Let’s take a closer look at possible scenarios for the usage of advanced AI in the design of integrated circuits as an example:
- The US establishes itself as the leader in this technology and applies it to ensure the Microelectronics used in DoD Weapon and Cyber Systems are trustworthy and reliable. Safeguards are applied to the AI systems to maintain control of the technology, like Asimov’s three rules for robots but applied to ensuring integrity and security in the design of microelectronics.
- Initially the US leads in the development of this technology, but eventually our advisories catchup and an arms race ensues. The US loses faith in the microelectronics used in our systems to be reliable when called upon and are forced to revert to what older trustworthy technology in inventory. This would put our military in a precarious position that could lead to uncontrolled escalation to more powerful weapons.
- The US and other leading technology nations continue to push the edge in the development of AI technology. At some critical point the AI becomes “self-aware”. At that point the AI itself has the ability to insert backdoors and control the hardware in ways inconceivable to humans. This is the scenario that Dr Hawking and other well respected critical thinkers are worried about. DoD could lose control of all electronics-based systems and be at the mercy of the AI entity for defense!
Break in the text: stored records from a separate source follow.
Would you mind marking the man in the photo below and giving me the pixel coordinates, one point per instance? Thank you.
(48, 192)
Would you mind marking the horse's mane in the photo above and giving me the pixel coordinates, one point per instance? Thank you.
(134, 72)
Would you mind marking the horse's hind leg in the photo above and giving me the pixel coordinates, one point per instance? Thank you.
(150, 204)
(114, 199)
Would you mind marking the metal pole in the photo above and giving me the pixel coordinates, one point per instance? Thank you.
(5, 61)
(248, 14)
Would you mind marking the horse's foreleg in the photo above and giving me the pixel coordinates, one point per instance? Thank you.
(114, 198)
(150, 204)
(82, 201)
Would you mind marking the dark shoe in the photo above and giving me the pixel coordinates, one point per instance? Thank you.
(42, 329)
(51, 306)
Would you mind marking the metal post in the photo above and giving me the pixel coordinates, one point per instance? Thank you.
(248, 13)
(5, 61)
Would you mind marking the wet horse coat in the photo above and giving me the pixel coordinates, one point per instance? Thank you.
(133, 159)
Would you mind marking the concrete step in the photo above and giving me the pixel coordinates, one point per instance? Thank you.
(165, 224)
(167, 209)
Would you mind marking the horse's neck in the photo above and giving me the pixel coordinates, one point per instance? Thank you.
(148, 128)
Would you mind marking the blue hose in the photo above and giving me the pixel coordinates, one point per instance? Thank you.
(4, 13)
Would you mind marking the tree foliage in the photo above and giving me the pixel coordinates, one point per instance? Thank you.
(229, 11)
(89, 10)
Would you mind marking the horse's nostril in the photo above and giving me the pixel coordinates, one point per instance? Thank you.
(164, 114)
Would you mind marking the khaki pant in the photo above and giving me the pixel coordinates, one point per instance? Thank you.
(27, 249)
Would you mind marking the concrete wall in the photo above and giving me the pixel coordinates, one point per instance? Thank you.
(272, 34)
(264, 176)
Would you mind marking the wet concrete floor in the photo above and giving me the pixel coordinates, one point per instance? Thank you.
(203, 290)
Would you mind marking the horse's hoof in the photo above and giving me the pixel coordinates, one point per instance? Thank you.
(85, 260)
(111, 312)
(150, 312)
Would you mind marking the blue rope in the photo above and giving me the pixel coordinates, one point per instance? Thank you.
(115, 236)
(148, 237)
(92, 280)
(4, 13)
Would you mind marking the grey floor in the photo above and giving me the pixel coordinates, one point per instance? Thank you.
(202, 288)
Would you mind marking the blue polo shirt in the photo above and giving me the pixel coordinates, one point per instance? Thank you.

This has not been lost on DoD, “The Pentagon is working to prioritize the ethical and responsible adoption of autonomous technologies across the U.S. military as it works to keep pace with global adversaries.” While much of the DoD’s focus is on autonomous weapon systems, the driver for this technology is the commercial sector in applications such as autonomous vehicles, robotics, medical diagnostics, new drug development, financial analysis, search, marketing, and others. What can or should DoD do? As far back as 2015, then Defense Secretary Ashton Carter embraced Silicon Valley as an innovative force for helping the DoD keep pace with technology. During the Cold War there was a very clear bifurcation between the east and west, today the area of high technology is much more global in nature with most of the integrated circuit foundries, test and packaging located in Asia. How can we verify integrity in such a global environment?
Recommendations For Trusted AI-Designed Microelectronics
It is critical to have confidence that AI-aided EDA tools are not inserting unexpected, undesired design elements or artifacts that could jeopardize integrity or security during design. To verify the integrity, it is this author’s recommendation to not just maintain, but greatly expand the capability to do integrity evaluation to include independent verification that cross-checks design integrity during the design process. This needs to be accompanied by the development and implementation of robust methods to ensure/confirm that the “verified” designs are not altered during manufacture. The hardware must be secure and reliable under a range of voltages/temperatures extremes, during metastable conditions such as during clock and protocol fuzzing, etc…. While aspects of such verification processes are ongoing, AI enabled tools could and likely will play a much greater role in the integrity verification strategy and implementation.
Conclusion
As EDA tools continue to evolve and incorporate AI, we must stay vigilant in our ability to ensure the integrity of those devices. This is a daunting task as the sophistication of the process nodes increases, the complexity and scale of the design increase, and as we move to higher layers of abstraction. Independent tools are needed to verify integrity during design, along techniques and process to ensure the design was not altered during manufacture. To ensure that these advanced microelectronics are of the highest integrity, we will need to develop methodologies and controls for the AI-aided tools and algorithms which produce these products. Trusted microelectronics will begin with adherence to responsible AI.